COLOMBIA: Drummond Union: Govt Muffles Key Witness

The union activists suing U.S. coal company Drummond Co. Inc. in Alabama in the 2001 murders of three labor leaders say deliberate foot-dragging by Colombian authorities is preventing the jury from hearing their star witness.



"The strategy of these people is to delay the process so the trial ends without this evidence being presented," said Francisco Ramirez, a union official working with the plaintiffs. "They're giving us the runaround."



Concerned by the delay, 12 Democrats in the U.S. Congress wrote Colombia's vice president last week asking him to intercede.



There is also worry over the safety of the witness, Rafael Garcia, who is in a maximum-security Bogota prison.



The Democrat who chairs a House subcommittee on international human rights, Rep. William Delahunt, wrote President Alvaro Uribe last month asking he guarantee protection for Garcia.



Garcia says he witnessed Drummond's top Colombian executive hand over "a briefcase full of cash" to an illegal right-wing militia to have two of the three union leaders slain. The executive, Augusto Jimenez, vehemently denies the accusation and is suing Garcia for libel.



The request for a deposition of Garcia, at which lawyers for the plaintiffs and defense would be present, was included in three letters the U.S. Embassy sent the Foreign Ministry on May 18 related to the Drummond case.



The judge empowered to order the deposition, Jaime Chavarro, sent the documents to the Inspector General's office for vetting. One of the letters - not the one requesting the deposition - was determined to be poorly translated and on July 6 the embassy was asked for a new translation, according to Pilar Ordonez, a Foreign Ministry official.



The Inspector General's office is still awaiting the translation, said a spokeswoman, Regina Matta. Contacted by the AP, Chavarro refused to answer questions about the case.



The plaintiffs rested Monday in the Birmingham, Ala., court case, which is being tried under a law that allows U.S. corporations to be sued for their conduct abroad. However, the presiding judge, Karon Bowdre, has said she'll call a recess if the Garcia deposition can be obtained, according to the plaintiffs.



"We have until the end of the week to hear something from the Colombian government, and I'm getting the distinct impression that they don't want this to happen," said Daniel Kovalik, an attorney for the United Steelworkers union.



Garcia's testimony against key Uribe allies has helped put several congressmen in jail and exposed alleged close ties between the murderous right-wing militias and Colombia's ruling elite.



The former technology chief of Colombia's domestic security agency has pleaded guilty to charges including money laundering and erasing the records of wanted drug traffickers. He claims to have engineered a massive vote fraud in 2002 that favored Uribe and congressional candidates also supported by the paramilitaries.

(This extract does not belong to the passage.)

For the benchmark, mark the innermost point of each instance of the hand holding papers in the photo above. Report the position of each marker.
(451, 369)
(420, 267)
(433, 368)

Garcia's former boss, Jorge Noguera, was a regional Uribe campaign boss that year and Uribe later named him chief of the DAS domestic security agency. Now in jail on criminal conspiracy charges, Noguera is the highest-ranking Uribe administration official to be embroiled in the so-called "para-politico scandal."



According to Kovalik, Vice President Francisco Santos told him in a May 24 meeting in Washington, D.C., that he would help expedite the request for a Garcia deposition. A spokeswoman for Santos told the AP on Monday that Colombia's vice president "never made any promise" in the matter.

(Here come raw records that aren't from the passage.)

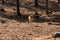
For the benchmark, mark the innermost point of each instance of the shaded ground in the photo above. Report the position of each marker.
(16, 28)
(13, 30)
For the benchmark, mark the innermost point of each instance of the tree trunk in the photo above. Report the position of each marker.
(46, 6)
(18, 10)
(2, 1)
(36, 2)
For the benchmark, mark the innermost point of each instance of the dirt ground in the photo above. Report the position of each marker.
(16, 30)
(12, 28)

Witnesses for the plaintiffs say Drummond regularly paid the paramilitaries, provided them with sport utility vehicles and motorcycles, fed them and let them gas up at its coal mine in northeastern Colombia.



Drummond knew exactly what it was getting into when it decided to mine coal in one of Colombia's most conflictive regions, Garcia told the AP. Leftist rebels had plagued surrounding Cesar state with a relentless kidnapping and extortion campaign. So Drummond officials knew when they opened the La Loma mine in the early 1990s that they had a choice, said Garcia, either pay the guerrillas or the paramilitaries.